Traiamo costantemente conclusioni, ed è per questo che la nostra struttura è in continua evoluzione. Il Direttore del Dipartimento Risorse Umane probabilmente non è particolarmente contento del fatto che riceviamo costantemente proposte organizzative e di personale, ma ciò deriva dal fatto che la tecnologia sta cambiando rapidamente. Nel 2019, quando stavamo definendo la struttura delle Forze di Difesa del Cyberspazio, non eravamo così attivi nell'intelligenza artificiale. Ora, è impossibile immaginare di non implementare questo elemento, quindi abbiamo creato l'Artificial Intelligence Implementation Center per affrontare questa tecnologia rivoluzionaria e la sua presenza nella nostra infrastruttura.
Cosa fa?
L'intelligenza artificiale può davvero supportare i comandanti analizzando vasti set di dati provenienti da sensori e sistemi, suggerendo decisioni che un tempo venivano prese dal personale di comando. Chi riuscirà a elaborare questi dati più rapidamente e a tradurli in decisioni operative ne trarrà vantaggio. Vogliamo implementare soluzioni già disponibili sul mercato, ma anche avere un team di ingegneri che comprenda queste tecnologie, possa addestrare modelli su dati classificati e implementarli nei nostri sistemi.
Sono convinto che anche i nostri avversari ci stiano lavorando, quindi se non lo facessimo, potremmo immaginare uno scenario in cui due forze si scontrerebbero: una userebbe algoritmi di intelligenza artificiale per prendere decisioni, l'altra no.
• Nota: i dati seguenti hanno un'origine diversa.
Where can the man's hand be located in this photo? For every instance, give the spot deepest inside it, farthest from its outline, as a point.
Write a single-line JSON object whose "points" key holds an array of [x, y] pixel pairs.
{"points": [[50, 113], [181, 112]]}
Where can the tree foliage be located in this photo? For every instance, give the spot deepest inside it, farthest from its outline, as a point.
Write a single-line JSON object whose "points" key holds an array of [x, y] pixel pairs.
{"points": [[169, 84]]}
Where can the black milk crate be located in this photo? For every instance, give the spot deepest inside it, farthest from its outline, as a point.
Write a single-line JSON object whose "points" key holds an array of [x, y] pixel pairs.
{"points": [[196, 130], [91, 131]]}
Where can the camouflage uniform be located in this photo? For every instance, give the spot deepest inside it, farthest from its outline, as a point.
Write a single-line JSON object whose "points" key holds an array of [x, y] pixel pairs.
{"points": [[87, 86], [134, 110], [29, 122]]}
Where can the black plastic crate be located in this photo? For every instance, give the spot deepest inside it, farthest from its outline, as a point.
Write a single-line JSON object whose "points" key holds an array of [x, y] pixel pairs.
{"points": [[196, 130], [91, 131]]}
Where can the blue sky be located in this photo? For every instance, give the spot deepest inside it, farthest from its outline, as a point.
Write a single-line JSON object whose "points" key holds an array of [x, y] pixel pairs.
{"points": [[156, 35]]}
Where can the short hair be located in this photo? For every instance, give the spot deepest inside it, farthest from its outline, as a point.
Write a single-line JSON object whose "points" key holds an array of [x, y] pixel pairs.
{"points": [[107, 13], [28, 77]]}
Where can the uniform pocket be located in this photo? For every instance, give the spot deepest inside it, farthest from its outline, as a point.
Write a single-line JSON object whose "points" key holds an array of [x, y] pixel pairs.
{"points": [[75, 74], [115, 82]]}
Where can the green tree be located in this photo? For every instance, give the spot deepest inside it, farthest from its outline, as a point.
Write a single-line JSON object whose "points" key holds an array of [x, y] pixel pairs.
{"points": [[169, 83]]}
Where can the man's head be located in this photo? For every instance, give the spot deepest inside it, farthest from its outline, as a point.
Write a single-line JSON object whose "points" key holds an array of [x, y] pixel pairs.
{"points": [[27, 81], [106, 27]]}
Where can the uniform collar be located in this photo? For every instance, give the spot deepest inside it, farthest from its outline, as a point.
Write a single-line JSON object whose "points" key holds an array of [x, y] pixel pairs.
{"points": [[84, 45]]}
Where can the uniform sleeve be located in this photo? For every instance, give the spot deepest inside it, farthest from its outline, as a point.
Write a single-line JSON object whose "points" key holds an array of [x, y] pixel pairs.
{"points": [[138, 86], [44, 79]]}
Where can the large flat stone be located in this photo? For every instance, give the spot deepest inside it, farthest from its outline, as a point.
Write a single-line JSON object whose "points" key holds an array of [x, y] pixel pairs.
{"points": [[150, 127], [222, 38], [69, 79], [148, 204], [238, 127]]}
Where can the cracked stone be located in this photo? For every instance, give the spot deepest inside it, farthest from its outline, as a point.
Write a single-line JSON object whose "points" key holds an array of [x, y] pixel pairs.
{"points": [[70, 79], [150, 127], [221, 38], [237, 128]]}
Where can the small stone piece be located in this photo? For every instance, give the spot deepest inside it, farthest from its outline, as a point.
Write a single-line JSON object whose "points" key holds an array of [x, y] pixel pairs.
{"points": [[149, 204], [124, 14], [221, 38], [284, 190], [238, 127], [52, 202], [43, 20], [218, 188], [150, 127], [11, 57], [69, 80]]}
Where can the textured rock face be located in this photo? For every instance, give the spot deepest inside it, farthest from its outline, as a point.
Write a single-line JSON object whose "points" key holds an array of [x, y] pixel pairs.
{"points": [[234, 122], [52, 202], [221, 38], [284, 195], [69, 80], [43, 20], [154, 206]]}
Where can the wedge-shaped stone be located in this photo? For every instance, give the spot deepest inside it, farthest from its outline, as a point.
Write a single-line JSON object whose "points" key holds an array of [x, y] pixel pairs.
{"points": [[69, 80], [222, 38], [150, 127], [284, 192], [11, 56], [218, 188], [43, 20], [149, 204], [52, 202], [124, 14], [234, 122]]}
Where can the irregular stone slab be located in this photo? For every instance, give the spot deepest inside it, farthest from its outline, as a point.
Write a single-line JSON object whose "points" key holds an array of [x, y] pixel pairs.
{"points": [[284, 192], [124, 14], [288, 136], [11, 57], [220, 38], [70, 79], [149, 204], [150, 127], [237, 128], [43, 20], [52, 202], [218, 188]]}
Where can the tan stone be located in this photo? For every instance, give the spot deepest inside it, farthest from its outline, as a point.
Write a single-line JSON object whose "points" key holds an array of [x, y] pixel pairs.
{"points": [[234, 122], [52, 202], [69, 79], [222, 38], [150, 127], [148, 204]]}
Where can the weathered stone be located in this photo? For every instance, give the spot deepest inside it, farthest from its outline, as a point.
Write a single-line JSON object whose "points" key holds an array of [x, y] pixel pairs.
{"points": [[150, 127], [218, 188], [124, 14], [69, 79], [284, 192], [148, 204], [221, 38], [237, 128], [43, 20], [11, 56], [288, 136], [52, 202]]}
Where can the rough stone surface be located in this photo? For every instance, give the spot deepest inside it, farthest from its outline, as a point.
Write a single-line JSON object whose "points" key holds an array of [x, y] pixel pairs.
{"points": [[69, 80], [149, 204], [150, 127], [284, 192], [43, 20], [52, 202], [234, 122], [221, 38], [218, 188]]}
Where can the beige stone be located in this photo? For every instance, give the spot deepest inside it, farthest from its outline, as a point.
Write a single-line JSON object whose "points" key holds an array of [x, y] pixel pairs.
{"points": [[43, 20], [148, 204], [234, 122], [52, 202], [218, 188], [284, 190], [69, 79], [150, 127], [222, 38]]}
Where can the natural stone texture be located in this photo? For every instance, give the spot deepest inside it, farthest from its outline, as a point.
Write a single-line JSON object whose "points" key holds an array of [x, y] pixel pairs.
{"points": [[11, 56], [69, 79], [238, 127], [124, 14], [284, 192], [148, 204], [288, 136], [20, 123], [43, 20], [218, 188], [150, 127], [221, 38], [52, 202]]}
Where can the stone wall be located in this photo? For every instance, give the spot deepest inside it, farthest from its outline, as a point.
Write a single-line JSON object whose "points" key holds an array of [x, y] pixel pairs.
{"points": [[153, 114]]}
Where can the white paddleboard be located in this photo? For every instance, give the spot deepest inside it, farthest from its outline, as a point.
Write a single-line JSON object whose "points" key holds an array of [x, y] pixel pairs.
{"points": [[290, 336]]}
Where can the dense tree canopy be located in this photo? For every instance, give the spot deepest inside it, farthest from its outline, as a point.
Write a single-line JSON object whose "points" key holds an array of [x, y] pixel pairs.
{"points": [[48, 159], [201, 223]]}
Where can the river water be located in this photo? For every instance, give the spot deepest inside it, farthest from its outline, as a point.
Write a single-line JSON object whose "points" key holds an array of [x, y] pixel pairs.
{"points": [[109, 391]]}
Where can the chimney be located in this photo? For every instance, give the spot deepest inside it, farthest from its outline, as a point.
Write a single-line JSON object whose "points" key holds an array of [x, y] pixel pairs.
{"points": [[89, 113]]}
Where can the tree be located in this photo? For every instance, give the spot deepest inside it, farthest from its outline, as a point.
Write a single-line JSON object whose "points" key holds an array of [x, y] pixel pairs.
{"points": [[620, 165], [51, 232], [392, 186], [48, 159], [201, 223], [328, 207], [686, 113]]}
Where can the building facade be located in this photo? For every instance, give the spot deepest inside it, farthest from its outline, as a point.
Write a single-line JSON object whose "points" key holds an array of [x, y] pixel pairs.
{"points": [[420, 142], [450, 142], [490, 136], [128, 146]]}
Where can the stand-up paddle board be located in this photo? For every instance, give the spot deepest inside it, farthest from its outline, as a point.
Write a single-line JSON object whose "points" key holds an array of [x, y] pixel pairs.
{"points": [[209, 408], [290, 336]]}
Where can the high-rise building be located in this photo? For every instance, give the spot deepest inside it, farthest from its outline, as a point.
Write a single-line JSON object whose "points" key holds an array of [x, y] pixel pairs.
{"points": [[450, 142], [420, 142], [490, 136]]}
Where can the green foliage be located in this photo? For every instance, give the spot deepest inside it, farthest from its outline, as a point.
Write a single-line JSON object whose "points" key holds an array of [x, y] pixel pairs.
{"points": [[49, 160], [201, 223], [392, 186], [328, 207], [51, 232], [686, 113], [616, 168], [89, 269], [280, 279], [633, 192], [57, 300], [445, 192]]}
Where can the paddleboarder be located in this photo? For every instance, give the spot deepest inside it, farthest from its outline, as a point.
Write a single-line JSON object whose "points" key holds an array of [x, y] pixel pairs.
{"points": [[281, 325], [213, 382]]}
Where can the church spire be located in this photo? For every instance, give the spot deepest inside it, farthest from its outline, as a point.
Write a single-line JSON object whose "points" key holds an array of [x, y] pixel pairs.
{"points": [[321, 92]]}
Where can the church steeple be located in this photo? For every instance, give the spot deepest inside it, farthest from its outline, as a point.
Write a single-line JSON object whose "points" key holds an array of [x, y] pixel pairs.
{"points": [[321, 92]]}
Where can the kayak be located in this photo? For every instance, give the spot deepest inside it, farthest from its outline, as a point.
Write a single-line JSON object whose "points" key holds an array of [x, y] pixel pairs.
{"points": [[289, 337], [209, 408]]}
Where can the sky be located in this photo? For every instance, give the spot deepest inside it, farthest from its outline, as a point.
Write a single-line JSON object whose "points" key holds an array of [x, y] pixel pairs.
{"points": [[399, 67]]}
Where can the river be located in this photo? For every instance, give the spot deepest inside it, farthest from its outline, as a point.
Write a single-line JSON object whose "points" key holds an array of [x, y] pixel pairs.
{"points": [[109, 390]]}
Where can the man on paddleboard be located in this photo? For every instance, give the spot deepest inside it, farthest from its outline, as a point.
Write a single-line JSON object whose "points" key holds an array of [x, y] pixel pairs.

È facile immaginare quale delle due avrebbe il vantaggio.
Stiamo lavorando anche su sistemi di armi autonomi, sciami di droni e analisi di dati satellitari, tutti strumenti che sfruttano l'intelligenza artificiale per aumentare l'efficacia e la resistenza alle interferenze.
Il CISI recluta i migliori giovani ufficiali – maestri e ingegneri – che hanno già maturato esperienza presso università tecniche militari. Il nostro obiettivo è creare un team che non solo comprenda la tecnologia, ma che sia anche in grado di implementarla in modo sicuro ed efficace, tenendo conto di minacce come la contaminazione dei dati. Si tratta di un investimento in capacità che saranno cruciali sui campi di battaglia del futuro.